Hobby Lobby To Shift Health Plan Year To Delay Contraceptive Coverage Requirements

January 11, 2013 — Hobby Lobby will shift the start of its health insurance plan year by several months to delay having to comply with the federal contraceptive coverage rules, the company's attorney announced on Thursday, the AP/Miami Herald reports. Under its previous plan year, the company was supposed to start complying with the rules on Jan. 1 (AP/Miami Herald, 1/10).

The company's conservative Christian owners object to the contraceptive coverage rules because they believe emergency contraception is the equivalent of an abortion.

After the Supreme Court denied the company's request for an emergency injunction to block enforcement of the rules, attorneys for Hobby Lobby and its sister company, Mardel, announced that the businesses would defy the rules by refusing to provide coverage for EC. The companies were set to face fines of up to $1.3 million per day as of Jan. 1 for not complying (Women's Health Policy Report, 1/3).

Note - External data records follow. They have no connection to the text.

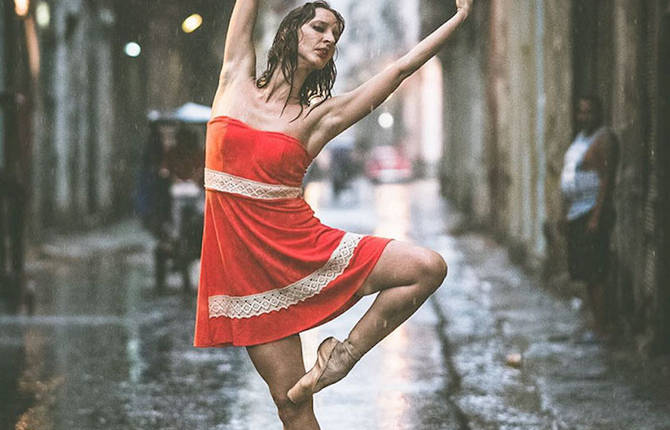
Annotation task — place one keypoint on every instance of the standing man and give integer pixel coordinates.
(587, 184)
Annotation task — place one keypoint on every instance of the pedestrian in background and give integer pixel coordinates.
(587, 185)
(269, 268)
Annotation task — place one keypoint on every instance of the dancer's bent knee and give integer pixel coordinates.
(432, 268)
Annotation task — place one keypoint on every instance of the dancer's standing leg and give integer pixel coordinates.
(281, 364)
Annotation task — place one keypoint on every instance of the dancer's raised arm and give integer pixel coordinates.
(239, 57)
(340, 112)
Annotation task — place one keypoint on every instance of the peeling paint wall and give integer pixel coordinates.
(509, 123)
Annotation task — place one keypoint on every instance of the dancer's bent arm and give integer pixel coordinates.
(339, 113)
(239, 58)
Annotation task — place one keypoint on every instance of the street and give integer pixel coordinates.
(491, 349)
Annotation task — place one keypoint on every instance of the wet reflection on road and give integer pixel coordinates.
(105, 351)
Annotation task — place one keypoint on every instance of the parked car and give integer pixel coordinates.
(170, 196)
(387, 164)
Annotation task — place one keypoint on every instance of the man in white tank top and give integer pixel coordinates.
(587, 184)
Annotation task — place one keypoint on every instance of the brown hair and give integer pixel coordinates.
(284, 52)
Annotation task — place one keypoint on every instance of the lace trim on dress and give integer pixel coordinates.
(221, 181)
(282, 298)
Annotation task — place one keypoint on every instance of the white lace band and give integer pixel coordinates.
(221, 181)
(282, 298)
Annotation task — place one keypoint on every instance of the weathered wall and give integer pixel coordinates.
(503, 167)
(73, 123)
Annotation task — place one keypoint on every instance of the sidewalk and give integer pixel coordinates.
(517, 352)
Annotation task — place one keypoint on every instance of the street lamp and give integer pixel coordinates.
(192, 23)
(42, 14)
(385, 120)
(21, 7)
(132, 49)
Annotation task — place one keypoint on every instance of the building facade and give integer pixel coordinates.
(512, 77)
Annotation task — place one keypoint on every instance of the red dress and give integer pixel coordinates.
(269, 268)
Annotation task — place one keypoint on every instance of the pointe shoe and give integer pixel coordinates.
(334, 360)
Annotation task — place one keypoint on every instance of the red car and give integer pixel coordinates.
(387, 164)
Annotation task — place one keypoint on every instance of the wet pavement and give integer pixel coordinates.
(491, 350)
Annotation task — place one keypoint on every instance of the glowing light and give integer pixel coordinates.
(385, 120)
(191, 23)
(132, 49)
(22, 7)
(43, 14)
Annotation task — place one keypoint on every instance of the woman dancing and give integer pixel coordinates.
(269, 268)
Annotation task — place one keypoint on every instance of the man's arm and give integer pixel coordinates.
(602, 157)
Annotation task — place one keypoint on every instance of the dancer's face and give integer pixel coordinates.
(317, 39)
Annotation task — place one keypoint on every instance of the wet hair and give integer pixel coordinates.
(596, 107)
(284, 54)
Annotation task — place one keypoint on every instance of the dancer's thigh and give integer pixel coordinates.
(400, 264)
(280, 364)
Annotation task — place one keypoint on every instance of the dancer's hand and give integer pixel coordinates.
(464, 6)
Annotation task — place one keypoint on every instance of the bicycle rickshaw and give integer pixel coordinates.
(170, 194)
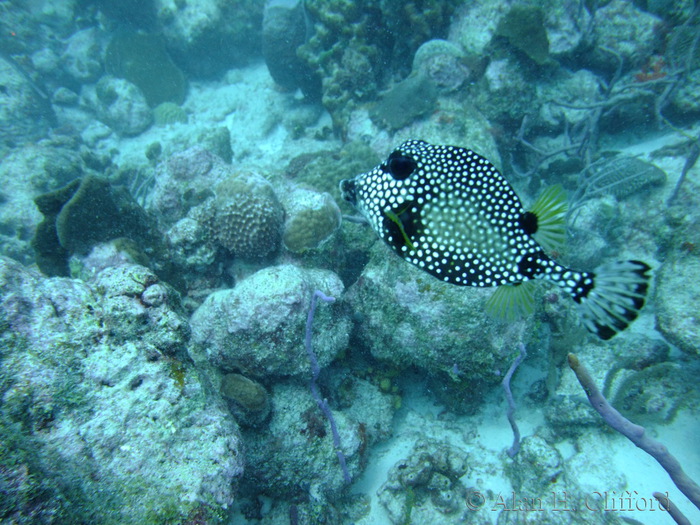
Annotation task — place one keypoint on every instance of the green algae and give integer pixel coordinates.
(142, 59)
(523, 27)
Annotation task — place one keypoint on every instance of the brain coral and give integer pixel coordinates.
(245, 217)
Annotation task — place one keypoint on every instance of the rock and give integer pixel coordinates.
(424, 487)
(247, 399)
(626, 30)
(81, 214)
(258, 327)
(82, 58)
(677, 304)
(409, 318)
(286, 26)
(122, 106)
(311, 218)
(92, 407)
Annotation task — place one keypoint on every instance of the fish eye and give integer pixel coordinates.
(401, 166)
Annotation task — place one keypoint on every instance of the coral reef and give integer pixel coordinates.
(167, 113)
(81, 214)
(23, 112)
(425, 487)
(121, 105)
(311, 218)
(245, 217)
(354, 41)
(410, 319)
(247, 399)
(196, 29)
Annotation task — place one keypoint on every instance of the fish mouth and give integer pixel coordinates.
(348, 191)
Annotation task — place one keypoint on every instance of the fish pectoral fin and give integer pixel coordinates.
(550, 209)
(512, 301)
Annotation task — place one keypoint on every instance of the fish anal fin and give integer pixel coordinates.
(510, 302)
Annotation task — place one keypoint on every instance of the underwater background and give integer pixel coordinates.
(169, 209)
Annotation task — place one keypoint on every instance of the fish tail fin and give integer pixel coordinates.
(550, 209)
(610, 298)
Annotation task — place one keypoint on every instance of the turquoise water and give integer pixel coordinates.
(171, 202)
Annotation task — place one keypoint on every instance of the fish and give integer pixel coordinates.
(449, 211)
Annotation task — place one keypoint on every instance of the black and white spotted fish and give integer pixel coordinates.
(449, 211)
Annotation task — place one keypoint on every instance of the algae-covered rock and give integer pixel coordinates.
(409, 318)
(257, 327)
(349, 50)
(143, 60)
(523, 27)
(311, 218)
(209, 37)
(86, 412)
(536, 467)
(408, 100)
(424, 487)
(677, 303)
(294, 454)
(286, 26)
(168, 113)
(121, 105)
(83, 213)
(245, 217)
(247, 399)
(443, 62)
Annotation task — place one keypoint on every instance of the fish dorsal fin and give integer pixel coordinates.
(550, 209)
(512, 301)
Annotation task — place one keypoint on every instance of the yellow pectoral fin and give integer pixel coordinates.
(510, 302)
(393, 217)
(550, 209)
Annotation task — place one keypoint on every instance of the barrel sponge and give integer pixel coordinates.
(245, 217)
(312, 218)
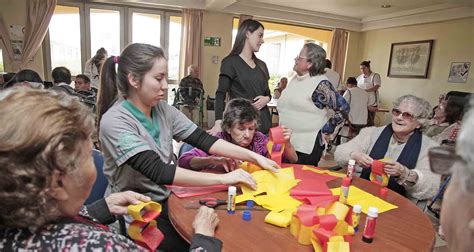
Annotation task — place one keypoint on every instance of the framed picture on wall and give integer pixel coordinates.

A company representative declined to specify when the employer's new plan year will begin (Bailey, The Oklahoman, 1/10).

Va. AG Cuccinelli Suggests Contraception Opponents 'Go To Jail'

Virginia Attorney General Ken Cuccinelli (R) during an interview with a conservative radio host on Wednesday said opponents of the contraceptive coverage rules should be willing to fight the requirement by going "to jail," the AP/Washington Post reports (AP/Washington Post, 1/10).

Cuccinelli -- who is Catholic and supports Hobby Lobby's lawsuit -- said, "Abraham Lincoln has many good quotes, but one of them is 'the best way to get rid of a bad law is to enforce it vigorously,'" adding that enforcement of the contraceptive requirements will be "an example of what tyranny means."

Cuccinelli recalled an exchange with his local bishop, who said he was willing to go to jail over the rules. "I said, 'Bishop, don't take this personally: You need to go to jail,'" Cuccinelli said. He continued, "What I mean by that is, people need to see it play out all the way to its logical conclusion" (Burns, Politico, 1/10).